I am beyond ecstatic about this development.
Seriously, you have no idea.
It's not that Darren was dead-set against hiring someone to tidy the many dusty corners we studiously ignore. His argument was fundamentally sound: "There's no reason why two grown men [with no kids, I might add] can't keep a house clean."
I agreed completely.
Unfortunately we were the two men in question.
You see, we just don't clean.
Well, let me clarify. We pick up after ourselves very well (no need to imagine heaps of dirty dishes in the sink, for example), but we've never done a particularly good job of removing dirt and grime that we or Hudson didn't create.
Instead, we largely rely on having social gatherings that force us to get the house clean. Lucky for us we're damn good hosts and people adore me, so it's easy to get guests to come over.
So, if nothing else, the public areas of our house get cleaned fairly often, if still not often enough. It's shoddy housekeeping, but it's still win-win: we see our friends, and for a short time before and after our get-together, the house looks neat and tidy.
Our master bedroom and bathroom, on the other hand, where guests rarely tread, are a testament to the slow and steady accumulation of grunge. And don't even get me started on the thick shag carpet of dust and dog hair under and behind our bed. (Gross, I know, but we're all friends here, right? Judge me if you must, but let him who is without grunge under his bed cast the first stone.)
In fact, the sorry state of our private quarters is such that I spent an hour yesterday erasing the evidence of our lackluster domestic hygiene. Many a dust bunny met its long-overdue demise under the lackluster suction of my under-used Eureka vacuum.
While I know that nothing in our house could possibly shock a professional cleaner, shame dictated that I slay dust bunnies before she arrives this morning.
On a completely unrelated note, the largest rabbits (hares?) I have EVER seen were loping about in a large grassy field that demarcated the Czech/Austria border. It was 1988, and I was on a bus full of college students returning to Vienna after a long weekend in Prague.
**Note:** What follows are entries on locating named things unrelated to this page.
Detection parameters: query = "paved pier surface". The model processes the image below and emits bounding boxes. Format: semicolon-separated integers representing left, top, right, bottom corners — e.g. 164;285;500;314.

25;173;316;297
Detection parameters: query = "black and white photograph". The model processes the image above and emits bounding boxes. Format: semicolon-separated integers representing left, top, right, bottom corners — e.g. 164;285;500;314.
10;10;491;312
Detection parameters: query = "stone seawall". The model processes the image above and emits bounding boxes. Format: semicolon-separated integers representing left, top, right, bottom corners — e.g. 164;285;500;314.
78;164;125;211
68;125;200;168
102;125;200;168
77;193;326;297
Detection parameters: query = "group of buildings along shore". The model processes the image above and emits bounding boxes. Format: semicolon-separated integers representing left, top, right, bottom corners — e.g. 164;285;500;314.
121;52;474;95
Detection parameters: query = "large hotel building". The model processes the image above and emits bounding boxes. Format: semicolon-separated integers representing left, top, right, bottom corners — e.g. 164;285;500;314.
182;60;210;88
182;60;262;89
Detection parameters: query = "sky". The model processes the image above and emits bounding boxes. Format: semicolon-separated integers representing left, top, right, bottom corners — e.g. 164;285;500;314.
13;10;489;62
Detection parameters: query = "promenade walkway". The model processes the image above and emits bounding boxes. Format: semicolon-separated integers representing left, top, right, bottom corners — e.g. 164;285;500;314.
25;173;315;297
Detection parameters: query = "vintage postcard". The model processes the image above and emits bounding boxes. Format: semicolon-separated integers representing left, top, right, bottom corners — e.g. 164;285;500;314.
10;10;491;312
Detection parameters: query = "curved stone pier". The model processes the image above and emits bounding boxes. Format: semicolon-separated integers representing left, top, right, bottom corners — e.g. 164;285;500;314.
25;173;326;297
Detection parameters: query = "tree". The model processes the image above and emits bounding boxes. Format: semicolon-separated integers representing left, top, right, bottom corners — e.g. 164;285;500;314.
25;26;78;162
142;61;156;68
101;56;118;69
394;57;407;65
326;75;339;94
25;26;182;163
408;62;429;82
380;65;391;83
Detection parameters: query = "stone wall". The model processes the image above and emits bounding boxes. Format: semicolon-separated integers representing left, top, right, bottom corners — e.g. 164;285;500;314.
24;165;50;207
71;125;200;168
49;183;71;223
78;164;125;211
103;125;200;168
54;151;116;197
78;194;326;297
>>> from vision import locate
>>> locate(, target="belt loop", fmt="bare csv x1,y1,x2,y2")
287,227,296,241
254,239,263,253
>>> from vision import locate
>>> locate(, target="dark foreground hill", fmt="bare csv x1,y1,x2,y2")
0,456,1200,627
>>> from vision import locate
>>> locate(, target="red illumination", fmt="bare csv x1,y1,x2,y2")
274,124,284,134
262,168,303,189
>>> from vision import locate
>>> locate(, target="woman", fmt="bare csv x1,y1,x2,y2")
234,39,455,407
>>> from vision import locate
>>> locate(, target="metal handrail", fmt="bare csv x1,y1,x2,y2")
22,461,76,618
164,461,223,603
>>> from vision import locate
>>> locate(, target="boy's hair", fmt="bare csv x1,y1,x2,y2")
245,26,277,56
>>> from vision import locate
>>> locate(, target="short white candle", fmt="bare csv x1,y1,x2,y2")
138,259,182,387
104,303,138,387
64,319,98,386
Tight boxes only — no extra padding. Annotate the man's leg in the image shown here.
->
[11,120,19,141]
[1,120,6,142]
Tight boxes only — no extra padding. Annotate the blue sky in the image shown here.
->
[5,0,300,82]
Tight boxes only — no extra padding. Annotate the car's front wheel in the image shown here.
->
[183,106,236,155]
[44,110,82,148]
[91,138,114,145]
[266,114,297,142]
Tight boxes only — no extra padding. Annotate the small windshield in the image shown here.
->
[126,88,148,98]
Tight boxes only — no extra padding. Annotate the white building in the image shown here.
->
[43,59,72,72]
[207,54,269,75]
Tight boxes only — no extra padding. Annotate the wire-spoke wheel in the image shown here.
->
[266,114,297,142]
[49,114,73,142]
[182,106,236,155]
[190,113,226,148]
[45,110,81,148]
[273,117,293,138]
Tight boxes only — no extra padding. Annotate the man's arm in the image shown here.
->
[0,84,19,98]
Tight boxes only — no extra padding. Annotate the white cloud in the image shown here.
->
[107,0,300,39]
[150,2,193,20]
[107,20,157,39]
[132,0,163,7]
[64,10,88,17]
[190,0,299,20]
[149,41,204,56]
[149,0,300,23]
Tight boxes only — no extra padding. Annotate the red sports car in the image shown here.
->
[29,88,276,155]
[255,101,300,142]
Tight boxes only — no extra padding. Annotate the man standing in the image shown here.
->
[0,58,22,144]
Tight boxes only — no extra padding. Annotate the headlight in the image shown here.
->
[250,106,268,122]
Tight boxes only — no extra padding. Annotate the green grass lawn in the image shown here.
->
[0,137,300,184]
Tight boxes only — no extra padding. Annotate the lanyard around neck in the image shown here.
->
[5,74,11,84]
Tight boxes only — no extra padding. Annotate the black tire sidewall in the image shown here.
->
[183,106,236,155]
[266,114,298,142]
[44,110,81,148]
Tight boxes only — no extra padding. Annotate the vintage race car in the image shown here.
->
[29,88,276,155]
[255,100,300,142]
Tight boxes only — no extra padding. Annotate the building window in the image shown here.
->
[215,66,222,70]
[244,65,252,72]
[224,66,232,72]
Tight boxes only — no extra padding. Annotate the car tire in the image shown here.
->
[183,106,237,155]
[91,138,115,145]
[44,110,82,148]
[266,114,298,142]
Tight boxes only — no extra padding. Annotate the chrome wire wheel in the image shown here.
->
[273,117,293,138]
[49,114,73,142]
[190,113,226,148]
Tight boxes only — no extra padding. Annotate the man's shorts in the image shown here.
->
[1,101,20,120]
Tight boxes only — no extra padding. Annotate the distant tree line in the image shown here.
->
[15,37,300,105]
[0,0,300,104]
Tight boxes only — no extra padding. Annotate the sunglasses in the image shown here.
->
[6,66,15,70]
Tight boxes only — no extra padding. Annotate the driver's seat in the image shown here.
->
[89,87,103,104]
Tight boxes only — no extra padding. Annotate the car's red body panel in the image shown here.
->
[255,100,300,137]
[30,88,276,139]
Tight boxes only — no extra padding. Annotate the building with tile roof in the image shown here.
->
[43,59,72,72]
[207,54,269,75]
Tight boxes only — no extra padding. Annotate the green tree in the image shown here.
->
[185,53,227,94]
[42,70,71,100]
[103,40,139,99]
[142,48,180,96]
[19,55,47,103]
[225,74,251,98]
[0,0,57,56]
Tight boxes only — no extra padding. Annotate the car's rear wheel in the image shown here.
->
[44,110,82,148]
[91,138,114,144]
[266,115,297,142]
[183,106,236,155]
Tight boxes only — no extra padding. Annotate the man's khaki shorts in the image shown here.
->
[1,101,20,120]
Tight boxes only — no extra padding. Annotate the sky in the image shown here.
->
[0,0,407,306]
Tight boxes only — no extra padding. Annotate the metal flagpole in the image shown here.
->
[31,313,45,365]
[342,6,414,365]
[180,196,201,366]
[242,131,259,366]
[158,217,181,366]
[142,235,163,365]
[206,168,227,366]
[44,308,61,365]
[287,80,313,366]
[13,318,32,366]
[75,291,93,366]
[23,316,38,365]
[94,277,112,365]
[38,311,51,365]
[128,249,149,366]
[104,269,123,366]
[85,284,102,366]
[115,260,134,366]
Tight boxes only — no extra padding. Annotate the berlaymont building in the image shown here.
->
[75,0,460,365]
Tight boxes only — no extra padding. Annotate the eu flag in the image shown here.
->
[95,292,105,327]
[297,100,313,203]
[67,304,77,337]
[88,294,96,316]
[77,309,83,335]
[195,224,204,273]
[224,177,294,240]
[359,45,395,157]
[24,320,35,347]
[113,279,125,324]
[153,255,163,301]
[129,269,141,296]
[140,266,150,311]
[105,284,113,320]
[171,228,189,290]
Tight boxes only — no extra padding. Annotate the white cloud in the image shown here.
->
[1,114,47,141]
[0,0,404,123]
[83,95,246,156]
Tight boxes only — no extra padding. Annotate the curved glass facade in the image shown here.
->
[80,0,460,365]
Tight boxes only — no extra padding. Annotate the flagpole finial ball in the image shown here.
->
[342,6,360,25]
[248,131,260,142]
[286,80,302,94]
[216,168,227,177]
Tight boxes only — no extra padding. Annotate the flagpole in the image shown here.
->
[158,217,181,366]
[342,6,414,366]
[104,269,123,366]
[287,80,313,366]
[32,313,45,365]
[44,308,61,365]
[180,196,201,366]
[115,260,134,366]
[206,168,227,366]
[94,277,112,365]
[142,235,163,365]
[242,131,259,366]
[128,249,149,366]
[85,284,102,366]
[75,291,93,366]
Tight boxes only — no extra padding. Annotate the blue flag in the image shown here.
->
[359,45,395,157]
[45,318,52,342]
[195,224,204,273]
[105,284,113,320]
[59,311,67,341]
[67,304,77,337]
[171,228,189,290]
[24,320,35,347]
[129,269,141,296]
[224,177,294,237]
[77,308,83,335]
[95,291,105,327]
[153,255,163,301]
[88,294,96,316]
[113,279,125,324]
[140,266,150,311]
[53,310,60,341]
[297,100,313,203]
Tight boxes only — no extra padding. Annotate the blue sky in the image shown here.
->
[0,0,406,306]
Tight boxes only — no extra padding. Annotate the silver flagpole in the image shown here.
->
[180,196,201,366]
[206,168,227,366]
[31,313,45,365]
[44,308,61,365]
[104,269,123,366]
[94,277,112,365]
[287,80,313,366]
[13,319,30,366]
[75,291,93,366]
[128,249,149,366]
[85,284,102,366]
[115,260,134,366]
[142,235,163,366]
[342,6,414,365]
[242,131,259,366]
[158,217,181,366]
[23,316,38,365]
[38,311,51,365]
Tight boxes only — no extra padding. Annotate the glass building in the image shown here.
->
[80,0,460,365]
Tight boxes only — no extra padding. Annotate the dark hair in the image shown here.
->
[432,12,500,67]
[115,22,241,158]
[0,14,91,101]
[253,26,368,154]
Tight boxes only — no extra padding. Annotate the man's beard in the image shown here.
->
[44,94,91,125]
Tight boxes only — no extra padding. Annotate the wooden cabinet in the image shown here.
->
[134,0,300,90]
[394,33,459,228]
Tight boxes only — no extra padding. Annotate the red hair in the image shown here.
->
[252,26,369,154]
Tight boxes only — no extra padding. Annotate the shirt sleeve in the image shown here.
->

As we waited at the border for the guards to inspect our passports and search our luggage for contraband, we noticed fifteen to twenty truly enormous rabbits watching us serenely as they ate grass and passed hraka. They were perhaps fifty yards from our bus, so our sense of scale was quite clear.
I swear to God that these creatures were the size of Golden Retrievers. Everyone in the bus was awestruck and horrified by the size of these "bunnies."
My shock was such that I lacked the presence of mind to take pictures, but I promise you, I'm not exaggerating when I say a toddler could easily have ridden one of these critters like a pony at a county fair.
To this day, Darren claims I'm exaggerating when I tell this tale, but if there's anyone out there who was on that bus with me in May twenty years ago, please back me up.
Those mofos were like something from Night of the Lepus.
Yeah, that's what we had under our bed. Not dust bunnies. Dust Lepuses. (Dust Lepi?)
Well, whatever they were, they're gone. GONE!
And they'll never be back! HAHAHAHAHAHAAAAA!